Harne's story may seem distant or even far-fetched to those of us who live in Hong Kong. But this is the reality for 18 million people at risk of severe hunger across a band of Africa that stretches thousands of kilometers from Senegal in the west to Chad in the center of the continent.

This year has been a bad year with little rain. The year before last was also bad and five years ago the rains also failed. Even in good years, women like Harne resort to raiding ants' nests to feed their families during the "hungry season". Desperate acts such as this are the norm for many in this part of Africa.

The world knows what to do in the short term to save lives and what to do in the long term to secure people's quality of life. The tragedy is that the world fails to do it.

For the short term, we need to act more quickly when we see the warning signs.

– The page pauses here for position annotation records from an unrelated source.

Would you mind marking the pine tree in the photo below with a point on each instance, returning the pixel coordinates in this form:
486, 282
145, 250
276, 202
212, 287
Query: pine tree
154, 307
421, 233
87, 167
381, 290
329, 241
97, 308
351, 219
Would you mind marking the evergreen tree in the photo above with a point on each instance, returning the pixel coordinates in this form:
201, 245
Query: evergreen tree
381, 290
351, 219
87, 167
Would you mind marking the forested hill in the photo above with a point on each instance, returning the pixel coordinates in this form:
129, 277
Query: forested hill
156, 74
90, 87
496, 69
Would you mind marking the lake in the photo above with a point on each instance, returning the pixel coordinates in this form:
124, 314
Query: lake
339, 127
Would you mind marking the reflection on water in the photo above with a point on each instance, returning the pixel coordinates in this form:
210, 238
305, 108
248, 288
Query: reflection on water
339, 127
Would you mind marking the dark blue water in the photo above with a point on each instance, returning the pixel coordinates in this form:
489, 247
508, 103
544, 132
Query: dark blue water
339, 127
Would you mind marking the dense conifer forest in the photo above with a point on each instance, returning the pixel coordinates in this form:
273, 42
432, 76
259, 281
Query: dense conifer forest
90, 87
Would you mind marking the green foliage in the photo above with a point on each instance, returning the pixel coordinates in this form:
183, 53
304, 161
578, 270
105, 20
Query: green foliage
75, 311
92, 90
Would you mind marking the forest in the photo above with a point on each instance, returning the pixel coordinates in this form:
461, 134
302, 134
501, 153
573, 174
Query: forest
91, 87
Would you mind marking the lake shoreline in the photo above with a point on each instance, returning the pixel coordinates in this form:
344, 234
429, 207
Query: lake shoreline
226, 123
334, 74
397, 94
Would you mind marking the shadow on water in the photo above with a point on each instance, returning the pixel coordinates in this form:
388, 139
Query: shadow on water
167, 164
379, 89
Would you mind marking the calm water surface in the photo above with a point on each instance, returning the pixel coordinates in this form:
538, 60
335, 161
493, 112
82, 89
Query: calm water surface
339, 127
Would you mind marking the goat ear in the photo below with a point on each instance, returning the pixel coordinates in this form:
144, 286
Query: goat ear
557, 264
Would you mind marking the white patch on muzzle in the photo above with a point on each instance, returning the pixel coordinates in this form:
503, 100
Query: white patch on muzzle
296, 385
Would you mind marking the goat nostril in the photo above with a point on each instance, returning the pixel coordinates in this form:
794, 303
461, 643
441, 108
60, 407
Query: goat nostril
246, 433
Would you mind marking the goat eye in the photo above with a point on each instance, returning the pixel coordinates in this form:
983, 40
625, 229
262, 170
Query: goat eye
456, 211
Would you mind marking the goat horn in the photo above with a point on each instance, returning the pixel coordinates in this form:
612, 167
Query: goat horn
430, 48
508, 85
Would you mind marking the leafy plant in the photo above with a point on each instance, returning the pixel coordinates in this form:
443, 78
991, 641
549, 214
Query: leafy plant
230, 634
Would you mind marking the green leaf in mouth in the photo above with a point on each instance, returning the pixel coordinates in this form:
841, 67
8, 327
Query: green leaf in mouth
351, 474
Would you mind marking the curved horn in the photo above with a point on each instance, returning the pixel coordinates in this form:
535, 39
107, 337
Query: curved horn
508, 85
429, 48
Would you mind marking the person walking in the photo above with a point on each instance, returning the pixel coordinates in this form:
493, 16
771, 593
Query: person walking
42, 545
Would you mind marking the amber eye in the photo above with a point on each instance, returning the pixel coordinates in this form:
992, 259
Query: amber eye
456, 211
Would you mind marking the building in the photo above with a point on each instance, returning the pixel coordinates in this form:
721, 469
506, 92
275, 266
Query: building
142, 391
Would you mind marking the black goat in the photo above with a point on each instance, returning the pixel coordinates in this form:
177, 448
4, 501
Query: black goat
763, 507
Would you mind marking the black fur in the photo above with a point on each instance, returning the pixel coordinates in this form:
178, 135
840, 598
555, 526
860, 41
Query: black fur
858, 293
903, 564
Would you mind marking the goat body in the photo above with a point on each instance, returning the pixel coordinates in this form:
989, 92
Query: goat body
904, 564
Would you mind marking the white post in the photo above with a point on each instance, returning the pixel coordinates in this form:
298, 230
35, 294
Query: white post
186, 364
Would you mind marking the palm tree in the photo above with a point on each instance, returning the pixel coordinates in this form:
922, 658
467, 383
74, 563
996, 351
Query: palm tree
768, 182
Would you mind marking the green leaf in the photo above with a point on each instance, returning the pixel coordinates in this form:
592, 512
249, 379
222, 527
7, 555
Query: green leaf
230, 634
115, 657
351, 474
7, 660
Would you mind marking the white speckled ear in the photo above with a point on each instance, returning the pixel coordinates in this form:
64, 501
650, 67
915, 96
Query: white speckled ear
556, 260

A report by Oxfam and Save the Children on last year's East Africa food crisis showed that thousands of lives were lost due to slow response to that catastrophe. Acting early to save lives makes not only moral sense but also economic sense. During the 2004-05 food crisis in Niger, the UN's humanitarian chief, Jan Egeland, pointed out that when the warning signs began to appear, it would cost $1 per day to save a child from malnutrition, but once the crisis had fully arisen, it cost $80 a day. Given that governments around the world are concerned whether we are getting the most from every aid dollar, it is perverse that politicians were shown to be so reluctant to act sooner.

A swift response is necessary but not enough. For too long, emergency aid has been colored by the interests of the donors. We need to base our aid on the level of need, not on political interests or television exposure.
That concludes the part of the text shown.